The information in this article applies to:
  • Microsoft Windows NT Server versions 3.5, 3.51, 4.0

SUMMARY

This procedure uses batch files and resource kit utilities to create a list of machine accounts sorted by the last time the machine account's password was updated. The list then needs to be examined by an administrator to remove all machine accounts that are deemed active, leaving only the old machine accounts in the remaining list. The remaining list is then read by a batch file that systematically deletes the old machine accounts using Windows NT resource kit utilities.

  1. Create the following batch files from their listings below: Oldms.bat, Oldms2.bat, Oldms3.bat, Oldms4.bat, Deloldms.bat, and Bat2.bat.
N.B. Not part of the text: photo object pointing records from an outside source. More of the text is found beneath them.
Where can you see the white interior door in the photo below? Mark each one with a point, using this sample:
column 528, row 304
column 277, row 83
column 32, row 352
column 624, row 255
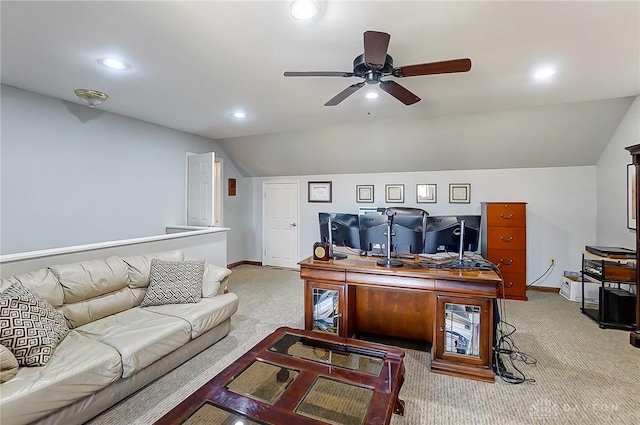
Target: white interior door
column 281, row 234
column 200, row 189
  2. Run the Oldms.bat file from a command prompt while logged on as an administrator. Use the following syntax:

    OLDMS.BAT DomainName


  3. Open the Output.txt file using a text editor, and REMOVE all lines that contain machine accounts that are VALID. The remaining lines in Output.txt should contain only machine accounts that will be deleted.


  4. Run the Deloldms.bat file. This file will read the Output.txt file, and delete each machine account by calling the Netdom.exe resource kit utility.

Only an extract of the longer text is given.